20.  SUBSEQUENT EVENTS

On February 6, 2018, the Company issued and sold 4,400,000 shares of its common stock at $57.50 per share in a registered public offering (“Offering”).  The net increase to shareholders’ equity and cash proceeds from the Offering was approximately $239,824, after deducting underwriting discounts and commissions and estimated offering costs.   The Company used the net proceeds for the repayment of debt under its credit facility and intends to use the balance of the funds to fund the Faster acquisition and for working capital and general corporate purposes.

On February 19, 2018, the Company announced that it has entered into a definitive agreement to acquire the shares of Polyusus Lux IV S.à r.l., a Luxembourg limited liability company, which owns Faster S.p.A., an Italian joint stock company (“Faster”), from Capvis Equity IV LP, a fund advised by the Swiss private equity firm Capvis Equity Partners AG, and other co-investors, for €430,000 (approximately $531,000) in cash, less outstanding debt and unpaid transaction costs and other deductions from the purchase price as agreed to by the parties.  The acquisition will be funded with approximately $161,000 of cash on hand and $370,000 drawn against the Company’s revolving credit facility, including exercise of the revolver’s accordion.  

Faster is a leading global manufacturer of quick-release hydraulic coupling solutions and is engaged in the business of designing, engineering and distributing hydraulic coupling solutions focused in the agriculture, construction equipment and industrial markets.  Its primary markets include agriculture, construction equipment and general industrial applications.  Headquartered in Milan, Italy, Faster has manufacturing operations co-located with its headquarters as well as in Toledo, Ohio and Pune, India.  Additionally, the company has sales offices in Shanghai, China; São Paulo, Brazil; and Langenfeld, Germany.
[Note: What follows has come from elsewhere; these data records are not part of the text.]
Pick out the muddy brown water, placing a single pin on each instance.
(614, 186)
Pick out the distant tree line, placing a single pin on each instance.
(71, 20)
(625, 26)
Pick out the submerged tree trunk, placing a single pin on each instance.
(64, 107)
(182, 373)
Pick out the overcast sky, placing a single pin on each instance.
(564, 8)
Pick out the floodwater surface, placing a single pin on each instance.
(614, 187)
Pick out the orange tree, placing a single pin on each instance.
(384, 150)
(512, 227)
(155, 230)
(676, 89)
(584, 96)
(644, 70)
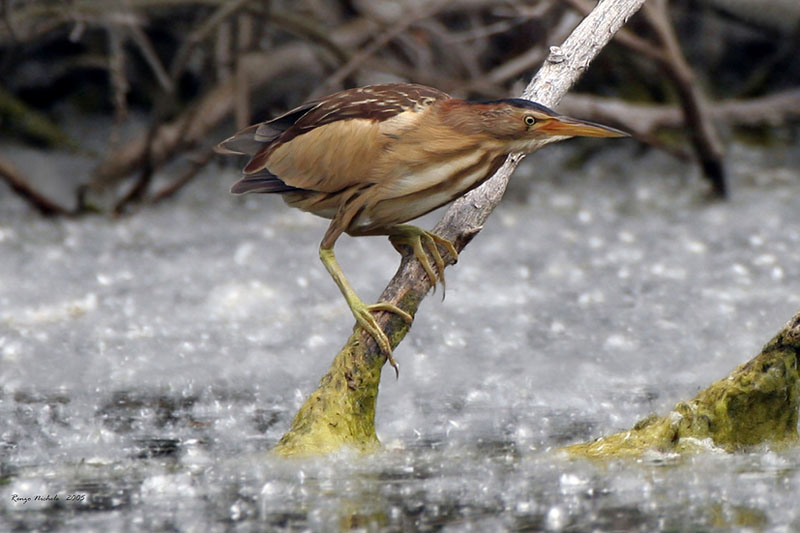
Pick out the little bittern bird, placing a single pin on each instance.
(375, 157)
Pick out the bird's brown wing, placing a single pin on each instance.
(331, 144)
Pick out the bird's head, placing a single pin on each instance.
(520, 125)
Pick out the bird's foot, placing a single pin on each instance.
(362, 312)
(365, 319)
(422, 243)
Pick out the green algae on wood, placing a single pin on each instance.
(340, 414)
(756, 404)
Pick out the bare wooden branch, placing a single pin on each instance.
(703, 134)
(20, 185)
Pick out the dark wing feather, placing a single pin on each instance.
(370, 103)
(262, 182)
(252, 138)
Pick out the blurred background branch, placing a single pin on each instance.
(169, 78)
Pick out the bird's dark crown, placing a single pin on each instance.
(517, 102)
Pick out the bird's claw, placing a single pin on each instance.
(423, 243)
(365, 319)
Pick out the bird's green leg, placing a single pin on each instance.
(419, 240)
(361, 311)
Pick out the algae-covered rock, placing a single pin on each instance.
(756, 404)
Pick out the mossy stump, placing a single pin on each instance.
(756, 404)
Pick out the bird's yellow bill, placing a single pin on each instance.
(578, 128)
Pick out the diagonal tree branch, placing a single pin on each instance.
(341, 412)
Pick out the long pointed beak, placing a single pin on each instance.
(573, 127)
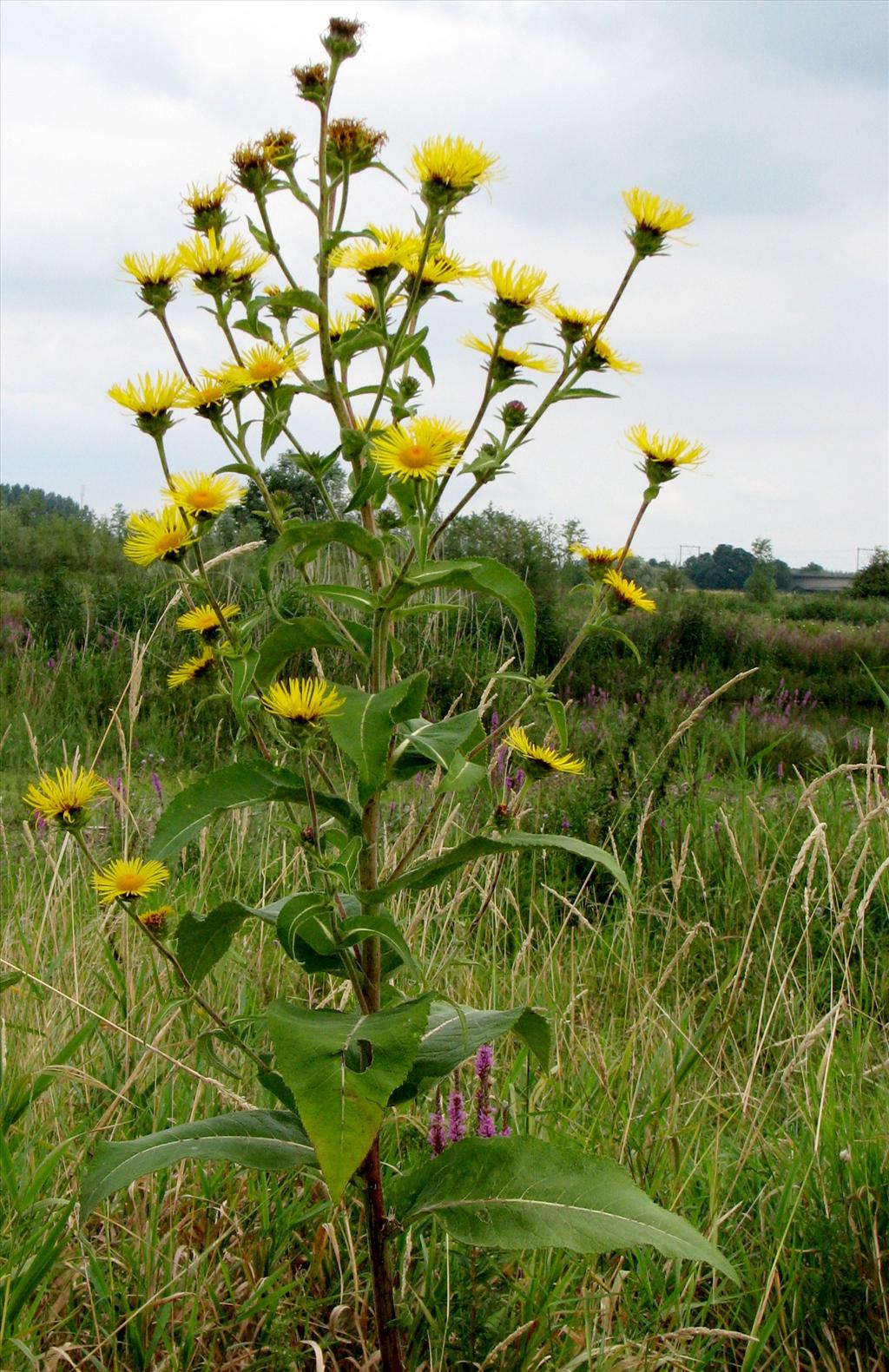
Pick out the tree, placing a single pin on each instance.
(874, 578)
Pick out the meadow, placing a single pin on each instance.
(723, 1034)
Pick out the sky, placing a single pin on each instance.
(763, 333)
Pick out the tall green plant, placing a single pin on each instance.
(339, 1074)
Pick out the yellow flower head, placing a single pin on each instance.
(510, 360)
(523, 286)
(66, 798)
(203, 619)
(191, 670)
(127, 878)
(451, 167)
(161, 269)
(148, 397)
(539, 759)
(655, 219)
(380, 257)
(262, 365)
(418, 449)
(206, 196)
(572, 324)
(156, 538)
(664, 451)
(339, 323)
(444, 268)
(302, 700)
(627, 593)
(208, 397)
(201, 494)
(597, 556)
(603, 356)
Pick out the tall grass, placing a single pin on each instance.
(723, 1034)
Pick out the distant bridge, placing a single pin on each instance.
(823, 582)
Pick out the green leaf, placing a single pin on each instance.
(202, 940)
(523, 1192)
(306, 538)
(378, 925)
(453, 1034)
(423, 743)
(319, 1057)
(557, 715)
(235, 788)
(583, 392)
(264, 1139)
(276, 413)
(437, 869)
(362, 727)
(297, 635)
(484, 576)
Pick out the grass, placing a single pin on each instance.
(723, 1034)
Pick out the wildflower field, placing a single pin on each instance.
(431, 940)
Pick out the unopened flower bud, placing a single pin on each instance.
(342, 37)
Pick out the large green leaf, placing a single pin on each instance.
(264, 1139)
(523, 1192)
(453, 1034)
(486, 576)
(437, 869)
(235, 788)
(340, 1097)
(297, 635)
(423, 743)
(362, 727)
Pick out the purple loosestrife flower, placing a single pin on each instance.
(456, 1117)
(437, 1128)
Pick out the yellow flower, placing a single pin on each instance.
(262, 365)
(302, 700)
(542, 759)
(378, 259)
(444, 268)
(339, 323)
(146, 269)
(127, 878)
(510, 360)
(148, 397)
(572, 324)
(603, 356)
(208, 397)
(667, 453)
(202, 496)
(206, 196)
(629, 594)
(523, 286)
(655, 219)
(203, 619)
(597, 556)
(156, 538)
(66, 798)
(451, 165)
(418, 449)
(191, 670)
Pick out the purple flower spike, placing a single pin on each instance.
(456, 1117)
(437, 1133)
(484, 1060)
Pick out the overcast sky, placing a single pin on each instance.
(764, 335)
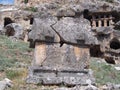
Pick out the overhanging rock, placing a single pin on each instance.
(61, 53)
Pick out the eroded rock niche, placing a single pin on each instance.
(61, 53)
The Company believes the acquisition of Faster is in alignment with its Vision 2025 goals, advancing the Company as a global technology leader in the industrial goods sector while maintaining superior profitability and financial strength.  Faster further diversifies the Company more deeply into the growing global agriculture market and broadens the Company’s global footprint, advancing its ‘in the region, for the region’ initiative.”

Faster recorded 2017 sales of €105,000 (approximately $130,000) and an adjusted 2017 EBITDA margin of 27.5%.  The acquisition is expected to be accretive to GAAP earnings in 2018 and beyond.

The closing of the transaction, which is expected to occur in the second quarter of 2018, is subject to the satisfaction of customary closing conditions, including, among others, the preparation and delivery of certain audited financial statements of Faster, all as determined in accordance with the Purchase Agreement.